(RSF/IFEX) – The following is a 20 December 2005 RSF press release: CUBA – Police cannot find file of ailing journalist held for past five months without trial Reporters Without Borders today denounced the continuing detention of journalist Oscar Mario González Pérez as “arbitrary and absurd” after the Havana police told his lawyer they could […]
(RSF/IFEX) – The following is a 20 December 2005 RSF press release:
CUBA – Police cannot find file of ailing journalist held for past five months without trial
Reporters Without Borders today denounced the continuing detention of journalist Oscar Mario González Pérez as “arbitrary and absurd” after the Havana police told his lawyer they could not find his file. González, who writes for the Grupo de Trabajo Decoro independent news agency, has been held without trial since 22 July. He is currently in a state security cell and his health is failing.
“The Cuban authorities originally said they intended to try González for refusing to stop working as a journalist. Now they have indicated to his lawyer and his family that there is no written record of any charges”, Reporters Without Borders said.
“If there are no charges against him, why deprive him of his freedom?” the organisation continued. “It is just as arbitrary to detain González as it is to detain the 23 other journalists currently held in Cuba, but in his case there is the added absurdity of a non-existent prosecution. Once again we call for his immediate and unconditional release and for that of all his colleagues.”
The Cubanet website reported on 16 December that González’s lawyer, Amelia Rodríguez, was unable to see her client’s file when she went to the Technical Investigations Department (DTI) in Havana, where he is currently being held. His wife, Mirtha Wong, said she heard the political police say several times that the file did not exist.
However, a Havana judge told González on 27 July, five days after he was arrested, that he would be tried under Law 88, which “protects Cuba’s national independence and economy.” This law, which provides for prison sentences of up to 20 years, was used to convict the dissidents, including 27 journalists, arrested in the spring 2003 crackdown. Twenty of these journalists are still detained, serving terms of between 14 and 27 years.

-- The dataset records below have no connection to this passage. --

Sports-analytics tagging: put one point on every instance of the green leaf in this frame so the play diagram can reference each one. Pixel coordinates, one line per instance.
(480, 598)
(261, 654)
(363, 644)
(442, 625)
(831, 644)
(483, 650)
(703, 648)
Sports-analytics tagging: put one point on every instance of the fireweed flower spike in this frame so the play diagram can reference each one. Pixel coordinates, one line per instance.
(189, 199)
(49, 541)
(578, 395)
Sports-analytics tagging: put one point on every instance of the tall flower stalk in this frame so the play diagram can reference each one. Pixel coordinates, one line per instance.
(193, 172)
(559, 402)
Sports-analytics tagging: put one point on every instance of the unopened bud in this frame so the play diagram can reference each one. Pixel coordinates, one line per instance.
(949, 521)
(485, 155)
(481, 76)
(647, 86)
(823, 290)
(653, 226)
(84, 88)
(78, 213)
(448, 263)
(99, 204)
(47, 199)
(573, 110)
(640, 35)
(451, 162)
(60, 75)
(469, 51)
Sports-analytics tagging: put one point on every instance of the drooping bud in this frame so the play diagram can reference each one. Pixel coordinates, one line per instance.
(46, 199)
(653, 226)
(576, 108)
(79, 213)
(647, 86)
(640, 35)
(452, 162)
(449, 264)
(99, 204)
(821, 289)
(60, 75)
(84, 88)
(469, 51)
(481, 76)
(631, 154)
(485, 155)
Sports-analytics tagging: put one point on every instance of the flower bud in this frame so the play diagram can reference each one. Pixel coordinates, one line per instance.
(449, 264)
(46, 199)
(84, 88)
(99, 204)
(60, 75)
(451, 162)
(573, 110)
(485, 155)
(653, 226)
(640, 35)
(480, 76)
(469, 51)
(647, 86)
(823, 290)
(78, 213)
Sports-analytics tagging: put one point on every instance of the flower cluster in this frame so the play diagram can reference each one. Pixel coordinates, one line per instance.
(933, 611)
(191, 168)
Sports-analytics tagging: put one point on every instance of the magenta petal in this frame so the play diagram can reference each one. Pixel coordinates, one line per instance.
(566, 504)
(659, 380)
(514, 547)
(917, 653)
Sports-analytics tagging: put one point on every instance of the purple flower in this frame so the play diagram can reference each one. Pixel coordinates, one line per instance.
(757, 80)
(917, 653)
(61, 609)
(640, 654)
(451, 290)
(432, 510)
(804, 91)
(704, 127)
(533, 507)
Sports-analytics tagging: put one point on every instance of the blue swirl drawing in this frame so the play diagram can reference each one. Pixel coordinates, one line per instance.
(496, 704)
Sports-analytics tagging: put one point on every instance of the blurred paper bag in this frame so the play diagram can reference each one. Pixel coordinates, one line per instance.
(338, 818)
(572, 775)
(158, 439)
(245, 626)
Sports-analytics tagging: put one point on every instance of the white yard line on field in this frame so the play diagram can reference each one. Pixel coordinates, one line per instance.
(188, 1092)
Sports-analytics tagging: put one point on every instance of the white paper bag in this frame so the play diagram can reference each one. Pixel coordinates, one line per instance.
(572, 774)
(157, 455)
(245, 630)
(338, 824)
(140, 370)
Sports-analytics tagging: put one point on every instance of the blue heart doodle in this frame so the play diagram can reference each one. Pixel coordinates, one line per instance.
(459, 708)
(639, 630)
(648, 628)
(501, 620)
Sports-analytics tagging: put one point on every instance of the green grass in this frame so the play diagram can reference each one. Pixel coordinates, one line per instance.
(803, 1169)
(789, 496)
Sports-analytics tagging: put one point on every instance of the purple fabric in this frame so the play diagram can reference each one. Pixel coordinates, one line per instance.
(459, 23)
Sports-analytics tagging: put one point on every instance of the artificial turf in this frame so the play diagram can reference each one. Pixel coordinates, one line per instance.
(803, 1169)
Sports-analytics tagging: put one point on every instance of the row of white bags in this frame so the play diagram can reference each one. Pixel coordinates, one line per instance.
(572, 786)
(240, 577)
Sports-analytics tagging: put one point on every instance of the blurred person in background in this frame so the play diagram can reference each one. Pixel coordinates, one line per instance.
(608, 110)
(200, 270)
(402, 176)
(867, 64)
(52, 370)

González was arrested on the eve of a planned demonstration by dissidents in which he was to have participated. Since then he has been moved five times, from one police station to another and finally to the premises shared by the State Security Directorate and the DTI. Aged 61, he has been put in a filthy, two-metre cell with three non-political detainees. According to his wife, he is let out of the cell for only half-an-hour a day.
Another journalist, Roberto de Jésus Guerra Pérez, who was arrested on 13 July and who has also not been tried, is being held at the same centre.
Three of the journalists who have been in prison since March 2003 also worked for the Grupo de Trabajo Decoro news agency. They are Héctor Maseda Gutiérrez (who is serving a 20-year prison sentence), Omar Moisés Ruiz Hernández (who was sentenced to 18 years) and José Ubaldo Izquierdo Hernández (sentenced to 16 years).